In Latvia, Sir Isaiah has a particular significance as a “local boy made good”, but why should academics elsewhere want to engage with his work on topics that dozens of other scholars have examined since?
Along with “his writing about the complexity of political judgement”, said Duncan Kelly, professor of political thought and intellectual history at the University of Cambridge, “his thinking about value pluralism is a touchstone for many, and so too, his critique of totalitarianism”.
Yet Sir Isaiah, who worked at the British embassy in Washington during the Second World War, was also an important public figure, notable for “his practical as well as intellectual connections”. He and his fellow Cold War liberals “provided something worth defending that could be practically mobilised, and they weren’t bashful about using their influence to pursue/defend it. That’s something we certainly don’t have so much of now in the era of Trump and Brexit,” Professor Kelly said.

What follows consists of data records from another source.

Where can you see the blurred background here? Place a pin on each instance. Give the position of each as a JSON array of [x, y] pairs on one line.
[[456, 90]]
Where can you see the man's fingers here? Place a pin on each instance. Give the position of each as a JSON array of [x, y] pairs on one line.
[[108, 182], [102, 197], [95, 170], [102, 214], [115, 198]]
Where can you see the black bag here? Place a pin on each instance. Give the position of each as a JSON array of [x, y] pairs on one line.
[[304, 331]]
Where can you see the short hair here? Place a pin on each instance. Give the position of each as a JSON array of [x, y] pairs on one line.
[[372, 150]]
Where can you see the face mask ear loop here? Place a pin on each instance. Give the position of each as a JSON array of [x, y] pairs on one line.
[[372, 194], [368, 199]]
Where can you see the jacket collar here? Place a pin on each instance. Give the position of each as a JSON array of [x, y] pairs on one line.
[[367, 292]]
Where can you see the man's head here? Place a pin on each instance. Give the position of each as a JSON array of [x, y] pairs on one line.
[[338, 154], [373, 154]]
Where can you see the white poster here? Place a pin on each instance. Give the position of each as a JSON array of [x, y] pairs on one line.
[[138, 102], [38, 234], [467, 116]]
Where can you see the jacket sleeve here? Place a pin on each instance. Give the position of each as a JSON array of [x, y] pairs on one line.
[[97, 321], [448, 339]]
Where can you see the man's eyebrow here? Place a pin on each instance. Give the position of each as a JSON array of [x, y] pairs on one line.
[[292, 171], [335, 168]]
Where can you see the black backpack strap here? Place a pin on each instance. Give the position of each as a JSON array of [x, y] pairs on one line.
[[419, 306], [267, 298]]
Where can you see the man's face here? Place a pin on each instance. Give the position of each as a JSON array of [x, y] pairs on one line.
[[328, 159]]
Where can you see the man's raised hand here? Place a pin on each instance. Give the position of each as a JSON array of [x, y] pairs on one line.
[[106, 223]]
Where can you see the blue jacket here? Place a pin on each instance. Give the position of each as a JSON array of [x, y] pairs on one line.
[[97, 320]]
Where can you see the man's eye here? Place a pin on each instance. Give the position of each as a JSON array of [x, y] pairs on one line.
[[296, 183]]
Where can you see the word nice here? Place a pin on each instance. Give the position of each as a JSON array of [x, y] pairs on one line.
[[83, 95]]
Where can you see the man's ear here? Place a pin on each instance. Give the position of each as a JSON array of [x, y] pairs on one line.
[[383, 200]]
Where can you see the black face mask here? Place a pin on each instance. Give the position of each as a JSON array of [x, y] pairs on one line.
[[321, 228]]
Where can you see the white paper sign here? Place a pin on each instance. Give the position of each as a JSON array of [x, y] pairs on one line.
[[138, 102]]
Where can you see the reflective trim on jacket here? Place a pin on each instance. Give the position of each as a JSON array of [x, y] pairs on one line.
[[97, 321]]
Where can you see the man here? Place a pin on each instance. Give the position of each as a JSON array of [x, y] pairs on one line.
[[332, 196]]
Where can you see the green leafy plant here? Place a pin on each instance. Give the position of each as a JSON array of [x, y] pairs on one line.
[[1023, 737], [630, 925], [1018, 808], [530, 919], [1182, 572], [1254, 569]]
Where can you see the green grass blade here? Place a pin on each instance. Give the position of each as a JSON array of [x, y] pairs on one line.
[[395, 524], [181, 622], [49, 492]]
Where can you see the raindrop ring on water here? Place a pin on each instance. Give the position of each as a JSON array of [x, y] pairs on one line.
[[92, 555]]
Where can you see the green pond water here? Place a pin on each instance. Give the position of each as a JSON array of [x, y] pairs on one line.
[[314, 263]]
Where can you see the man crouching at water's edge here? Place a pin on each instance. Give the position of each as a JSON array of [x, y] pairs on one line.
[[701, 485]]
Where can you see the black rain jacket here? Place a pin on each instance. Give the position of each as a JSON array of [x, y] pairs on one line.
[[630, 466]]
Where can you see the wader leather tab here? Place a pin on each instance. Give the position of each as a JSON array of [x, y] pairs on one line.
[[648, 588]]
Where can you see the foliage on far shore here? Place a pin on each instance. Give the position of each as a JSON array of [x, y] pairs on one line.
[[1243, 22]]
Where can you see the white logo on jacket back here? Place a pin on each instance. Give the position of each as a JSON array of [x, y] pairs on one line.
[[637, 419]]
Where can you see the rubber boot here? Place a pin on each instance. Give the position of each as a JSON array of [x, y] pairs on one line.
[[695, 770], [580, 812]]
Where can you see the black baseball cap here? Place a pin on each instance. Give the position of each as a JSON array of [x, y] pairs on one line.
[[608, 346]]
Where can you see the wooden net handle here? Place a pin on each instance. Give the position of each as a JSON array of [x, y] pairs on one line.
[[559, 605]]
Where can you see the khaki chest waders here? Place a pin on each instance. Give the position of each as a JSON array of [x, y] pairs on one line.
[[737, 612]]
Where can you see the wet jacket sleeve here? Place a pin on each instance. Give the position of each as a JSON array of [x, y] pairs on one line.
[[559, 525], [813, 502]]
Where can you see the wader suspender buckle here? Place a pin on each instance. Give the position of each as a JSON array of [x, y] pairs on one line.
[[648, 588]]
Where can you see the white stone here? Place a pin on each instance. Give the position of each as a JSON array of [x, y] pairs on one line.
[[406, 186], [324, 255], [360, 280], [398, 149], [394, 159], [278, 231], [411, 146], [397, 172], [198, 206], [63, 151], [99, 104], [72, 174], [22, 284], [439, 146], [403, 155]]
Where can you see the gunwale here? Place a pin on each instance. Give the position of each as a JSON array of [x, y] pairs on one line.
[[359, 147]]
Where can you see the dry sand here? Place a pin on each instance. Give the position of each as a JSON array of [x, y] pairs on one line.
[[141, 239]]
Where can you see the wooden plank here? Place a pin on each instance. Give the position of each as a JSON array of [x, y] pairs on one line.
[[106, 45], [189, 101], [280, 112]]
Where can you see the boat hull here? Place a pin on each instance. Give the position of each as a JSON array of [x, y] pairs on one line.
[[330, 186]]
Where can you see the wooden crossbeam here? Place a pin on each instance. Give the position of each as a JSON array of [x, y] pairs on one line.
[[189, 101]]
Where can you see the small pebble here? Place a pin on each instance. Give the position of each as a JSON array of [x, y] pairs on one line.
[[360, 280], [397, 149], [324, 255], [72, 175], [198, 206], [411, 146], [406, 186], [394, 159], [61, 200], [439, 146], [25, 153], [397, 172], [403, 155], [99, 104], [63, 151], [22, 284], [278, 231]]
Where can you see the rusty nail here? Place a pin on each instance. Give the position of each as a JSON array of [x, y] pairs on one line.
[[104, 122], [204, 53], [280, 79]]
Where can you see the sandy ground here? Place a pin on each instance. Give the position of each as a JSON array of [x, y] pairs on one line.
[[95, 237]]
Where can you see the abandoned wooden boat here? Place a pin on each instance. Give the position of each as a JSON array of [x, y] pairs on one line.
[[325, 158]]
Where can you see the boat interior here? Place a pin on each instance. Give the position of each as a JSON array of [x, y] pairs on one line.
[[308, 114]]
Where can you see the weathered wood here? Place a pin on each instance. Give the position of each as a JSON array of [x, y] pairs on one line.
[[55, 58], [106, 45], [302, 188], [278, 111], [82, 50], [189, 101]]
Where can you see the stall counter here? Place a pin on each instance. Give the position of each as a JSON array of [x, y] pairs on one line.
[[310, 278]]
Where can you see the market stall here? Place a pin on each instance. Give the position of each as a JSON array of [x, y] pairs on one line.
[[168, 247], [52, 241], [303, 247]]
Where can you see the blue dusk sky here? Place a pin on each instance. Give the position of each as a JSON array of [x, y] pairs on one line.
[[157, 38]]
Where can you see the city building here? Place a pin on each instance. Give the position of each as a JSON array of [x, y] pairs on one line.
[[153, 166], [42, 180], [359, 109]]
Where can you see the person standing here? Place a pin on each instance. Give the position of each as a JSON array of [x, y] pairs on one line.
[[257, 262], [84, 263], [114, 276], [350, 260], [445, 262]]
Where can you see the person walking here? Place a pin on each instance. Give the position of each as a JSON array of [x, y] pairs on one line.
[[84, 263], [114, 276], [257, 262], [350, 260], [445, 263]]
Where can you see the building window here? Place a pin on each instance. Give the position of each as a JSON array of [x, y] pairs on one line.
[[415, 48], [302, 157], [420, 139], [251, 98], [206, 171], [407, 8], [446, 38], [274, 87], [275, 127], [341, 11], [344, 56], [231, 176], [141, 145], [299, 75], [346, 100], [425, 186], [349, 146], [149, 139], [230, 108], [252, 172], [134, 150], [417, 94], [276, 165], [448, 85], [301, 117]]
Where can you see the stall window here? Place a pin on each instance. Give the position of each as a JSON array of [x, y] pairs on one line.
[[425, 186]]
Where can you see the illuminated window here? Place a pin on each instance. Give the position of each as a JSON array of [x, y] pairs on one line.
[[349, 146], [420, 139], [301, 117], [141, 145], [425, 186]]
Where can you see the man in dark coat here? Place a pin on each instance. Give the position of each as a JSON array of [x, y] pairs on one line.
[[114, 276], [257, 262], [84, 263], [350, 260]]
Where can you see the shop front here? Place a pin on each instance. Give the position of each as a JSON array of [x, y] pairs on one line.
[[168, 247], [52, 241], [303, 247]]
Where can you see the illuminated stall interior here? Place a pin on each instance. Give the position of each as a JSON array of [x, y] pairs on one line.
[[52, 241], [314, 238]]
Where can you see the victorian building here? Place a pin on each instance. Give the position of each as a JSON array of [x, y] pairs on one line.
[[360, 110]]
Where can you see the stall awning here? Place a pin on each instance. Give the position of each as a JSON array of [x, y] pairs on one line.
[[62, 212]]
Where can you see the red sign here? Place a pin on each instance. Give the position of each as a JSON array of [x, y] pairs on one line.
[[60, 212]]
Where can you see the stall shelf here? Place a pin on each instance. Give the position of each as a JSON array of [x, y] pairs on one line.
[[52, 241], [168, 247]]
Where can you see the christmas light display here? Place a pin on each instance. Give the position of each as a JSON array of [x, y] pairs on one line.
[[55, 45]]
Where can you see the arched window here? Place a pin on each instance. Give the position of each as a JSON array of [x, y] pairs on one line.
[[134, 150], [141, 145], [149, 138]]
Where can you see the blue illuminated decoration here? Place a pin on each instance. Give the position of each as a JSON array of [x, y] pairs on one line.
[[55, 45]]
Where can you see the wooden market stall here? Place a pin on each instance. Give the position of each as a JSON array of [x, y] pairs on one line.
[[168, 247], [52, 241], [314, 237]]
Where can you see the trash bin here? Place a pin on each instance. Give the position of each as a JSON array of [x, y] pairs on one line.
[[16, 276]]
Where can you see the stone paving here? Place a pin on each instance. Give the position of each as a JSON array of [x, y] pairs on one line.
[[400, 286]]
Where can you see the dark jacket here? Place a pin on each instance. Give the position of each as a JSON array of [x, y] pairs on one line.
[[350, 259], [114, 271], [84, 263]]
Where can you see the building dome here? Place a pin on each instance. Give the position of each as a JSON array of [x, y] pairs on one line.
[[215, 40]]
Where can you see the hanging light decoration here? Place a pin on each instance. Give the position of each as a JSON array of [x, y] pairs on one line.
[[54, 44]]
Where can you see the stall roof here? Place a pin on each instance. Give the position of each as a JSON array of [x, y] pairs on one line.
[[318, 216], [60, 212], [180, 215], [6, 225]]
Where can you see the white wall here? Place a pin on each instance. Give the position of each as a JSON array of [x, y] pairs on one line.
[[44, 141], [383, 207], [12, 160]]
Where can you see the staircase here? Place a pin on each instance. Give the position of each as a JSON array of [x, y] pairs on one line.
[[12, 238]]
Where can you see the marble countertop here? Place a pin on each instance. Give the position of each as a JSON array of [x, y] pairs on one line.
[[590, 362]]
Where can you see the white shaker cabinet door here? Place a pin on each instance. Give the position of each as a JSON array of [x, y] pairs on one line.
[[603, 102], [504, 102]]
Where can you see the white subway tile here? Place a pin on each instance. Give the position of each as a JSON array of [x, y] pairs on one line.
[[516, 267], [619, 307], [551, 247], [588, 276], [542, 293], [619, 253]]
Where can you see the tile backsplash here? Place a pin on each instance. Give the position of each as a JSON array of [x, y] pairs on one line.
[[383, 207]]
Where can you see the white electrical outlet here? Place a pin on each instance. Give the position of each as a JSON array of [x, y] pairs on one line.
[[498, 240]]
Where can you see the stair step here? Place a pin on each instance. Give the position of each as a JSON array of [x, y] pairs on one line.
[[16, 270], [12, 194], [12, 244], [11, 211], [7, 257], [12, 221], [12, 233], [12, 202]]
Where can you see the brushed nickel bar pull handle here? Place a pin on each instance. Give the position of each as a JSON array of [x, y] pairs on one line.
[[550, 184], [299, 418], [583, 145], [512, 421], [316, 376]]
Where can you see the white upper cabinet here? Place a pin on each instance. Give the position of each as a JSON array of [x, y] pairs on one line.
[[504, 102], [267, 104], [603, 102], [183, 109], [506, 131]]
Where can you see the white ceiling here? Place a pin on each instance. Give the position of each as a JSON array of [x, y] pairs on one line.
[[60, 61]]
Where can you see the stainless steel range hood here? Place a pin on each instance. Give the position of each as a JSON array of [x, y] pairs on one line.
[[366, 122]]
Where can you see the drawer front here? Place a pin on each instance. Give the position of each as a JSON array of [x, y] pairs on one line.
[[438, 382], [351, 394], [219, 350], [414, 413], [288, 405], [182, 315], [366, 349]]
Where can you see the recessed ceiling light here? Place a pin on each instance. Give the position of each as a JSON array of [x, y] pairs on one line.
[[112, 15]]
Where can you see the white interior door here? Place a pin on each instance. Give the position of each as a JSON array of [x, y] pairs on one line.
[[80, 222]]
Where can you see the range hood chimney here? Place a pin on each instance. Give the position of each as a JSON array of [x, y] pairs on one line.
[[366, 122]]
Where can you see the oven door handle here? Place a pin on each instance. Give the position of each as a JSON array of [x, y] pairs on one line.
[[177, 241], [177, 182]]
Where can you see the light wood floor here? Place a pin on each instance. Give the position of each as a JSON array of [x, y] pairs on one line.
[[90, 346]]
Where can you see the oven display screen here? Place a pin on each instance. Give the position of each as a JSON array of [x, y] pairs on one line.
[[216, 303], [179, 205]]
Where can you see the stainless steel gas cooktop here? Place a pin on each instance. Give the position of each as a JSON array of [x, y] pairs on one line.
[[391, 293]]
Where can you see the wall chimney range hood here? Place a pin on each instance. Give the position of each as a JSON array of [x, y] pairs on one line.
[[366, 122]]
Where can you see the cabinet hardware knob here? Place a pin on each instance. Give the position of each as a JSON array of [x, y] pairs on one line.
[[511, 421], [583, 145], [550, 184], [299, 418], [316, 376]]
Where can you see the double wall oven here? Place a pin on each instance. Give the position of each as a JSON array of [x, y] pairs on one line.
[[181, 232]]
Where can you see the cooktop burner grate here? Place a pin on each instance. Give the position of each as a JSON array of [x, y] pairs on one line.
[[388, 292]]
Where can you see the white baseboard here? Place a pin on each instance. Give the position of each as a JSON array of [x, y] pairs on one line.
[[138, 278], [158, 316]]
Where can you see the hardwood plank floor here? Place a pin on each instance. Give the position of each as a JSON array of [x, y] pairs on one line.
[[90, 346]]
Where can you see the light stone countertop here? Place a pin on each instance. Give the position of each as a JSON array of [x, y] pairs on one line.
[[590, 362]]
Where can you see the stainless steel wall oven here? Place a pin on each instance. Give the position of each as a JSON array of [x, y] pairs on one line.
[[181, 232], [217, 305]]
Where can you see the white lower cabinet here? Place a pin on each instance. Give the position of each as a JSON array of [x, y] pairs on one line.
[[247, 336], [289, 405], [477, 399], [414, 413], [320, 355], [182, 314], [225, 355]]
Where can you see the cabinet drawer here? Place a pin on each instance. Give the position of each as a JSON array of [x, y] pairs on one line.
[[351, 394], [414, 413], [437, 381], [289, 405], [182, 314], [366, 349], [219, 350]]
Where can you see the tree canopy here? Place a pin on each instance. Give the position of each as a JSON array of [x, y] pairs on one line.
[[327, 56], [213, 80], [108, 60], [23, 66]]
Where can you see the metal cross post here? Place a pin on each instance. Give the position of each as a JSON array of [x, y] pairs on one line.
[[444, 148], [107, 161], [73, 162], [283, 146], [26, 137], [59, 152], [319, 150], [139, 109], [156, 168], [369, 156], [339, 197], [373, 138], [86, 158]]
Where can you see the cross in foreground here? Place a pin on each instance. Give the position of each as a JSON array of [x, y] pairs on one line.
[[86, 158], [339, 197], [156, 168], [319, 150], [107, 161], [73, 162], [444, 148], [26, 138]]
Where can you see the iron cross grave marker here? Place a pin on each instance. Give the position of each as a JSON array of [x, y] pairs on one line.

For Angelia Wilson, professor of politics at the University of Manchester and chair of the Political Studies Association, “Berlin is one of those figures whose ideas are foundational to understanding principles of democracy and liberty, yet, for undergraduate students, is often briefly covered in a small section of one lecture – if at all…Perhaps emerging democracies [such as Latvia] are more hungry to discuss foundational ideas of liberty. And perhaps older democracies – who seem to be in crisis around issues of liberty and values – should return to these foundational debates in earnest.”